Dealing With Night Terrors: A Delicate Balance

Sharyn Hayden

If you are dealing with one of your kids having night terrors, I feel your pain. I really do.

My now four-year-old had night terrors for almost two years and for most of that time, we really didn’t know what we were dealing with. When you’re a first-time parent, you have no concept of what is ‘the norm’ when it comes to your new bundle – if you’re like me, you just sort of accept the child that you were given and figure out his uniqueness as you go. For us, Jacob’s ‘uniqueness’ was that at 11pm every night, come hell or high water, he started to scream in his bed and didn’t stop again for about an hour.

Night terrors are thought to affect about 15 per cent of toddlers and pre-school children in Ireland. So what are they?

1. A night terror is not the same as a nightmare, where a child would be able to recount the scary dream they had, and recognise their parent in their room. 90 per cent of the child’s brain is still asleep but the primary motor cortex (or the part of the brain that controls movement and speech) is active. This explains why your child is shouting and moving about, but won’t remember a thing about it the next day.

2. Although recognised as a very real thing, the reason behind why some kids experience night terrors and others don’t, is kind of vague. It can be linked to over-tiredness, diet, a physical or emotional trauma or an upheaval in the child’s life. In our case, we had moved house three times in three years and Jacob’s over-tiredness, plus his refusal to drink milk, were all factors in hindsight.

3. The terror will start somewhere within the first third of their nightly sleep, or 1-3 hours after you put them to bed. So if we put Jacob to bed at 7pm, the night terror would begin between 10pm and midnight.

4. Your child will scream, cry, lash out and generally behave as though they are ‘possessed’. He or she will sit up in bed and look as though they are awake, but they really aren’t. It’s a really unnerving experience for parents.

5. Either parent might be a trigger for more screaming if they feature somehow as part of the terror. Often times, kids think they can see ‘monsters’ as part of what they are experiencing. Attempting to speak to the child at all can also result in more roaring; so be warned that the situation is very delicate. I eventually just took to sitting quietly on the floor in Jacob’s bedroom until it passed.
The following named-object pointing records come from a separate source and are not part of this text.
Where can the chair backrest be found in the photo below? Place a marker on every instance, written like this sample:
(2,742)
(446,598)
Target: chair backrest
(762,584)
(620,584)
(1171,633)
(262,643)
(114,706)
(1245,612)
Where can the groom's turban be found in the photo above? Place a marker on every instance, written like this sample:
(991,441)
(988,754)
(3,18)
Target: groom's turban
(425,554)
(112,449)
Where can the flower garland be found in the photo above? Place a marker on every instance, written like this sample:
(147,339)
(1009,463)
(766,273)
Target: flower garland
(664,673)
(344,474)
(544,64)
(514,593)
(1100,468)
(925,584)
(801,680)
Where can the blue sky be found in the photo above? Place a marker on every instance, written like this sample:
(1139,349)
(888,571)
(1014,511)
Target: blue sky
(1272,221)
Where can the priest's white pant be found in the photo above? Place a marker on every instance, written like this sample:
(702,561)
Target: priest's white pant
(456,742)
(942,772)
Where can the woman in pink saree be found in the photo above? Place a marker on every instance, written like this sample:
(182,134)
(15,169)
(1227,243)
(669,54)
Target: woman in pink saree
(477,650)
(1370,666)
6. A terror can last anywhere from ten minutes to an hour. If you have neighbours, try to explain to them what is going on or fear, as we did, that someone will call child services. Night terror screams are LOUD.

What can you do to prevent night terrors?
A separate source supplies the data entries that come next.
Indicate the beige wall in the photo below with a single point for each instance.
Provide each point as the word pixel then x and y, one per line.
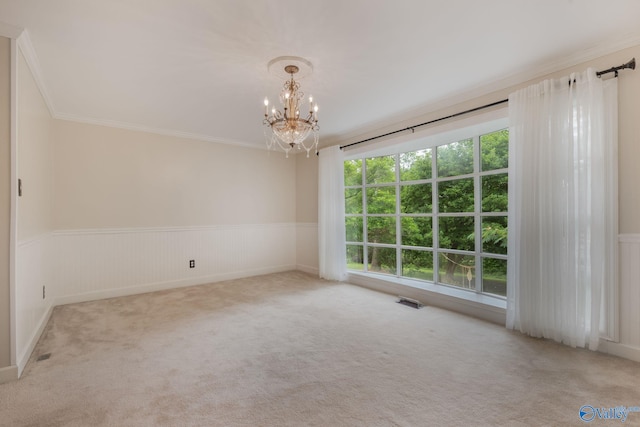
pixel 307 188
pixel 5 199
pixel 35 158
pixel 628 128
pixel 107 177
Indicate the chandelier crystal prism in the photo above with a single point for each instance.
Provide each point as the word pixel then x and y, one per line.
pixel 286 129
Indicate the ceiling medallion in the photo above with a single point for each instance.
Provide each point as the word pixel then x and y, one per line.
pixel 285 129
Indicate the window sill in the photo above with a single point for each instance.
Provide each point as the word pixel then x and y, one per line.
pixel 481 306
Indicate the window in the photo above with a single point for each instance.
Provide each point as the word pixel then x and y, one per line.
pixel 437 214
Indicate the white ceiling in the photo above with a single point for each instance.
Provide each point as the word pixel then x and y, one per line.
pixel 199 67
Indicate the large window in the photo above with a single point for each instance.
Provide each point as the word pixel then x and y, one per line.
pixel 437 214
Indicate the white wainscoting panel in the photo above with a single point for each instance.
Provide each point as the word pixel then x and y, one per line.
pixel 94 264
pixel 629 290
pixel 33 271
pixel 307 247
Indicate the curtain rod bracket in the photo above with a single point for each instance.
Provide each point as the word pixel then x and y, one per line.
pixel 630 65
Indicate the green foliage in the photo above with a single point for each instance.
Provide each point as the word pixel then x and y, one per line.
pixel 352 172
pixel 494 149
pixel 415 165
pixel 416 206
pixel 381 170
pixel 455 158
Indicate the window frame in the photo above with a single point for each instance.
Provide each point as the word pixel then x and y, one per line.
pixel 433 138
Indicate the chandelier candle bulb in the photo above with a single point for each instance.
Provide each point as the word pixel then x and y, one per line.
pixel 288 129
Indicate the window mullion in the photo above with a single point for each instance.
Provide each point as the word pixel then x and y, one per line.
pixel 398 225
pixel 365 227
pixel 477 198
pixel 435 210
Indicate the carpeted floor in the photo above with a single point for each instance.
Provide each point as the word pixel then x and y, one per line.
pixel 291 350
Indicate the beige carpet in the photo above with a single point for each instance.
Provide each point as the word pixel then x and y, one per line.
pixel 291 350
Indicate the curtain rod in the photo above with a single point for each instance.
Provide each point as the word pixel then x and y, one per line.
pixel 631 65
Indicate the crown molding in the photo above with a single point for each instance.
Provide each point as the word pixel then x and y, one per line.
pixel 10 31
pixel 29 54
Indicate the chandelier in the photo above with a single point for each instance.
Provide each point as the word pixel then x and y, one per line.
pixel 286 129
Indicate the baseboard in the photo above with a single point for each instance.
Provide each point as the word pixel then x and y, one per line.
pixel 308 269
pixel 8 374
pixel 23 359
pixel 171 284
pixel 620 350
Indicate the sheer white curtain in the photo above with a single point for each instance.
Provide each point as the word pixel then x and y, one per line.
pixel 331 231
pixel 563 208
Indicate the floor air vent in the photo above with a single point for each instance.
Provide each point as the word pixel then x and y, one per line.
pixel 409 302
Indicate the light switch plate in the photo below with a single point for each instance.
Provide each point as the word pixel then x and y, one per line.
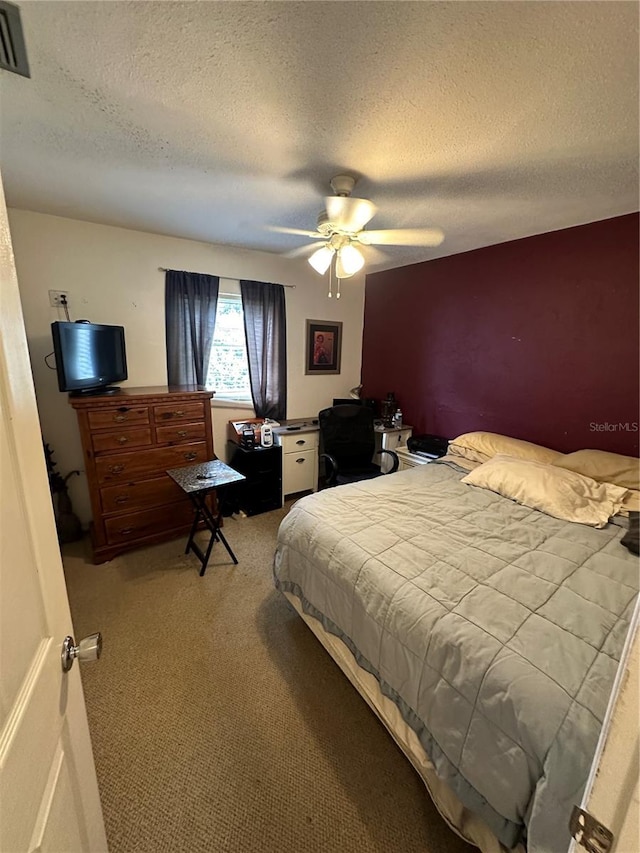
pixel 56 298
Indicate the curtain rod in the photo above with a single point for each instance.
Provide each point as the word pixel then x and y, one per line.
pixel 164 269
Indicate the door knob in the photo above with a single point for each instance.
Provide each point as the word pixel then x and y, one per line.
pixel 88 649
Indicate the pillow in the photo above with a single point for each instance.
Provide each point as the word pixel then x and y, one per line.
pixel 460 461
pixel 603 467
pixel 482 446
pixel 560 493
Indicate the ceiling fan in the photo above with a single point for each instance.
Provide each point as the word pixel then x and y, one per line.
pixel 341 228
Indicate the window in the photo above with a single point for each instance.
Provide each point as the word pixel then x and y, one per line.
pixel 228 373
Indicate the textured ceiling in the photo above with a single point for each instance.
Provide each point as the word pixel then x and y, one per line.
pixel 210 120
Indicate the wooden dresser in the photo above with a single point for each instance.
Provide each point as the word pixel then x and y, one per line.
pixel 129 441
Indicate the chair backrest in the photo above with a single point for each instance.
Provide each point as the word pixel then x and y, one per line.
pixel 348 435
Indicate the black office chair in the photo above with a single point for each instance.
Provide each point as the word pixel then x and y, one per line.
pixel 348 442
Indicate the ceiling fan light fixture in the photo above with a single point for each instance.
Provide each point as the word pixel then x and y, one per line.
pixel 348 261
pixel 321 259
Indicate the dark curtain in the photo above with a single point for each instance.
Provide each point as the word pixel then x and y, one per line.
pixel 191 300
pixel 265 330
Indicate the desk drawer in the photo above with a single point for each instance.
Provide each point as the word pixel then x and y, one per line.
pixel 299 471
pixel 179 433
pixel 122 416
pixel 141 495
pixel 292 442
pixel 121 440
pixel 179 412
pixel 122 467
pixel 136 525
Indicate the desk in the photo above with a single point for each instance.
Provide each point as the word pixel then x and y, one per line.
pixel 197 481
pixel 390 438
pixel 299 443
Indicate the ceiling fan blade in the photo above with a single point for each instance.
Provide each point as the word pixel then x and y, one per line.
pixel 403 237
pixel 349 214
pixel 301 251
pixel 279 229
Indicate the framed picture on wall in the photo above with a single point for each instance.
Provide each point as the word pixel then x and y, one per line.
pixel 324 345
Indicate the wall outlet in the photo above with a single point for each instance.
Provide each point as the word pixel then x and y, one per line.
pixel 57 298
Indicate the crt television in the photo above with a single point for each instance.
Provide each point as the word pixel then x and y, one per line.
pixel 89 357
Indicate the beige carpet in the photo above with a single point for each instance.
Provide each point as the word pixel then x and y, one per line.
pixel 220 724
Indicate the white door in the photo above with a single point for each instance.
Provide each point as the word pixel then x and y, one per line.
pixel 48 790
pixel 612 793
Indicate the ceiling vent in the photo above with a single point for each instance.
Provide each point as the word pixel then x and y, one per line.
pixel 13 54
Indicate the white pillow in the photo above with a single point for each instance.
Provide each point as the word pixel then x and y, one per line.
pixel 560 493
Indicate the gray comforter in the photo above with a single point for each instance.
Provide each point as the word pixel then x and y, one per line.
pixel 495 628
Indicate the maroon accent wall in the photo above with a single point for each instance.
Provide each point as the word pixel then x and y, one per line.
pixel 537 338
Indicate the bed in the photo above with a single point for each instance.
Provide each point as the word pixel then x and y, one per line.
pixel 484 633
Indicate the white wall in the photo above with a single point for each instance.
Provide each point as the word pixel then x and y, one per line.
pixel 112 276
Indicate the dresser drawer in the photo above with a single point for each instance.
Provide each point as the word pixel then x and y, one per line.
pixel 127 497
pixel 298 470
pixel 178 412
pixel 136 525
pixel 292 442
pixel 122 467
pixel 121 440
pixel 123 415
pixel 177 433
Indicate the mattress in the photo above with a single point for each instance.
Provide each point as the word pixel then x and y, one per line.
pixel 494 629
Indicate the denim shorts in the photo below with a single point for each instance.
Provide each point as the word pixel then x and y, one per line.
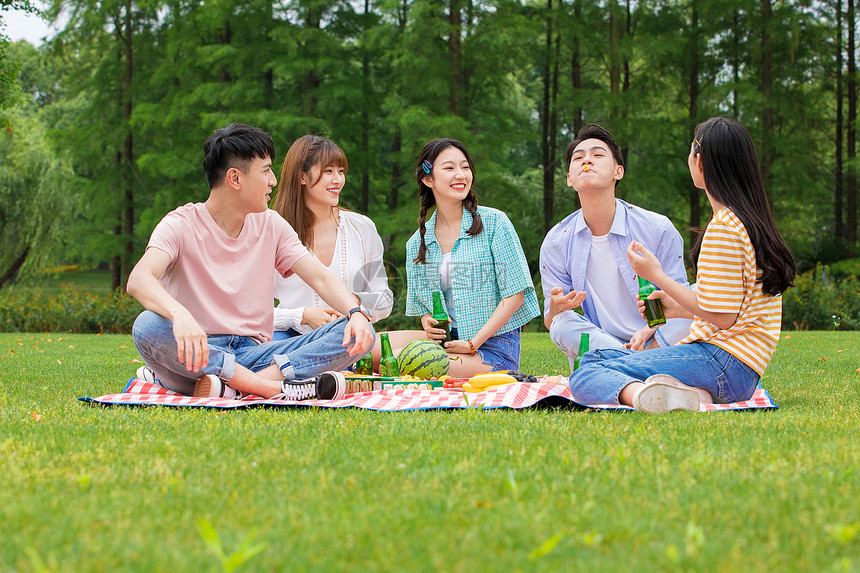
pixel 501 352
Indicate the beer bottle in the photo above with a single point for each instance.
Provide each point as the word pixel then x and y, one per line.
pixel 653 308
pixel 364 366
pixel 583 348
pixel 388 363
pixel 442 320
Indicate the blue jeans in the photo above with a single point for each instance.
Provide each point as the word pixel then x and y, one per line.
pixel 567 326
pixel 298 357
pixel 602 374
pixel 501 352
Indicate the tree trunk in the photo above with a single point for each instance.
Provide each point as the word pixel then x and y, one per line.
pixel 838 228
pixel 851 152
pixel 454 57
pixel 128 203
pixel 13 270
pixel 693 115
pixel 576 72
pixel 364 201
pixel 546 120
pixel 767 97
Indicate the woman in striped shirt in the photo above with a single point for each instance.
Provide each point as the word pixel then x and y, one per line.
pixel 743 267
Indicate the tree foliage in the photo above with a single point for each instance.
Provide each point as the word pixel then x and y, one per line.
pixel 138 85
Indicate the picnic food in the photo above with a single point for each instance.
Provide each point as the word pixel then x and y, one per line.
pixel 365 365
pixel 423 359
pixel 490 379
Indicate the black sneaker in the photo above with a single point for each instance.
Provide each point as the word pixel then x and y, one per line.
pixel 326 386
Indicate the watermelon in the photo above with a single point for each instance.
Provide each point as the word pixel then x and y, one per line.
pixel 423 359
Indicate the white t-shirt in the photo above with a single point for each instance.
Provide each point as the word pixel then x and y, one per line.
pixel 357 261
pixel 616 309
pixel 224 281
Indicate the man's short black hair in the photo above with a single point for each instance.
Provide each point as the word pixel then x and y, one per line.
pixel 234 146
pixel 594 131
Unfortunately, there is no real ‘cure’. I can tell you that a combination of things worked for us in the end; we finally moved into our ‘forever home’ so he finally settled into his own room and permanent surroundings; he started to drink a cup of milk again at night time; I blended a half a camomile tablet into that milk to calm him; he tightened up our nap and bed time routine and finally – and I sort of hate to say this because it’s not helpful to anyone but – I kind of think he just grew out of it in the end.

The lightbulb moment for us was when we realised that there wasn’t something particularly wrong with him and that what we were dealing with had an actual title; he had night terrors.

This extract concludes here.